The back up plan should be that these folks should spend as much time promoting their own, durable domain as they do begging for "like and subscribe!" There are so many ways that an amateur publisher can create a site these days, and they're independent of any corporate platform. If what you're making is valuable, people will continue to seek it out. If not, then it reveals an uncomfortable truth about what you make, that it isn't that special, it's just a means for the platforms to make money from what you do.

The second problem is that people have taken "creator" to mean something that maybe it isn't. Oddly enough, the algorithm has presented me with a number of examples from self-labeled creators questioning if what they're doing is worth it or how fair it is for them to not be noticed and the like. What these folks are making, usually young people, is little more than self-documentation. Showing other people what you do in everyday life is not "content," it's a non-private diary. It's hard enough to be popular in school, the odds of doing it on a global level are not high. I feel like this misunderstanding is going to lead to an entirely new reason for a generation to have low self-esteem. Put it up there with becoming a professional athlete, movie star or famous musician.

This problem, I suspect could burn itself out. I'm surprised at how quickly platforms get popular and then certain cohorts of people get bored with them. I saw an article some weeks ago about the new version of high school hipsters, who don't use social media at all.

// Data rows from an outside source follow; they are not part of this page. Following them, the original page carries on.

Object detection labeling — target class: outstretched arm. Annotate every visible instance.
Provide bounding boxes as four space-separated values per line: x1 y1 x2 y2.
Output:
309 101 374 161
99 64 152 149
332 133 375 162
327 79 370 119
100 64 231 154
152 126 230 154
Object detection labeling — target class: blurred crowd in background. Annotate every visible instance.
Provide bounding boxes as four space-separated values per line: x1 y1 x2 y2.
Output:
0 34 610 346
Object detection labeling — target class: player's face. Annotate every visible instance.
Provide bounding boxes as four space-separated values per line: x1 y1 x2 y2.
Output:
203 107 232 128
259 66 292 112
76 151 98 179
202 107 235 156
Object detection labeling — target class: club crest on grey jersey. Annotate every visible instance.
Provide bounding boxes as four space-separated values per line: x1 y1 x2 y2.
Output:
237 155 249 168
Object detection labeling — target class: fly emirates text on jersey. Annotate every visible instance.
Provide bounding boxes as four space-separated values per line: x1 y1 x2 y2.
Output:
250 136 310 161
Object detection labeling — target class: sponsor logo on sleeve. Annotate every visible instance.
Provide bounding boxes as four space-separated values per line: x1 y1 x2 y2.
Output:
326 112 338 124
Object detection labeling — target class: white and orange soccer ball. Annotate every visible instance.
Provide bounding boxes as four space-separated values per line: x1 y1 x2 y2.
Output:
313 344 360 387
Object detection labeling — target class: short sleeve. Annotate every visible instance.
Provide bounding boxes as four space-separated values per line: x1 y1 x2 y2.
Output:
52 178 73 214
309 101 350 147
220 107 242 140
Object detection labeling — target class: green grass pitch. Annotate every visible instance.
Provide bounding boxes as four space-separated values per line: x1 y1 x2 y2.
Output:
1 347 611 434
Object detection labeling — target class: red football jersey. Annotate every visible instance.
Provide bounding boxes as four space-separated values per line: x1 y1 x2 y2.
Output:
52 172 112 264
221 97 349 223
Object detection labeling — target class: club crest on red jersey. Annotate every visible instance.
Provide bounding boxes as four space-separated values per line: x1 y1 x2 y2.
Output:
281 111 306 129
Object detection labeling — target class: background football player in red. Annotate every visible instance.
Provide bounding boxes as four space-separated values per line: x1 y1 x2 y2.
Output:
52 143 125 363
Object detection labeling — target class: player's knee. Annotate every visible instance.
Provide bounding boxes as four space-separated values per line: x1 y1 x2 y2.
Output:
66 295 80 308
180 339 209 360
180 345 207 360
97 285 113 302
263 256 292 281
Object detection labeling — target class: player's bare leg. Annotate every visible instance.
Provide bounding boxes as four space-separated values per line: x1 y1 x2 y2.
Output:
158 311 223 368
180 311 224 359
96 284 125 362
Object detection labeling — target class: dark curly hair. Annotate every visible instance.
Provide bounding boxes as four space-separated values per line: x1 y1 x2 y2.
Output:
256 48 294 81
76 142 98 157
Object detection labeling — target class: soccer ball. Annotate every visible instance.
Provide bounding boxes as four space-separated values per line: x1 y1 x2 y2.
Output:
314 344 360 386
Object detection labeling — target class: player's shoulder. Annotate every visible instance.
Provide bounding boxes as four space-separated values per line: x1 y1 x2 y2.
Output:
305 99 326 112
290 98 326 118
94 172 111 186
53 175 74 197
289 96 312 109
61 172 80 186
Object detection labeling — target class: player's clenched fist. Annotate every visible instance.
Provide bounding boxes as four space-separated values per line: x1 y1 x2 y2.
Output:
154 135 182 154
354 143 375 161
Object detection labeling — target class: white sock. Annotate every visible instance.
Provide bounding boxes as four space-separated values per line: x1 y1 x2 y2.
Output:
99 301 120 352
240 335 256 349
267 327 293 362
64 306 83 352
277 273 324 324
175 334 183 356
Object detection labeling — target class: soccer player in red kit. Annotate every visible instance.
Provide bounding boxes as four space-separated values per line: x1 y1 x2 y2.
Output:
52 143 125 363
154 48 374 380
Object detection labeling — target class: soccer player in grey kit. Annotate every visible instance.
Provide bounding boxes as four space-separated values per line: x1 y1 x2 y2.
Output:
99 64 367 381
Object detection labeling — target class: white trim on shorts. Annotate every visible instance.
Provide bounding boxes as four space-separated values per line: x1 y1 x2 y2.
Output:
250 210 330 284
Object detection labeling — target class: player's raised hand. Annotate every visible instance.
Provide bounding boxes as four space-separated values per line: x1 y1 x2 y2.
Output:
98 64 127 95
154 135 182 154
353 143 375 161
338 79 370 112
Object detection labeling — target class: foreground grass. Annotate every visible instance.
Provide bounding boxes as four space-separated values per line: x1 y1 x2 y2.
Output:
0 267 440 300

Let me explain that I'm excited about the things I might never have seen were it not for platforms. The science folks, and some of the video gear people, I only know because of YouTube. But there are others I know because they wrote stuff to go with their video, and that's why I think owning your own site is key. But all of this ephemeral stuff of no particular importance is barely content, let alone entertainment.

Certainly one of the things that fuels all of this is marketers who want to reach people. I don't think that they actually care about who is making stuff, they just care about reaching the people that they want. When the landscape changes again, they'll move to where ever the people are.

It's interesting to watch, but I am continually astounded at how much time the people making really good stuff spend thinking about how to optimize for algorithms. Their video or articles or whatever should stand on their own for what they are. I can't take anyone seriously who does click-baity things. See: pretty much all of the theme park sites. The journalist in me cringes to read things like, "This Disney attraction was down again today." Cool, just say what it is, because there's no thrill in clicking through to find it was a drinking fountain.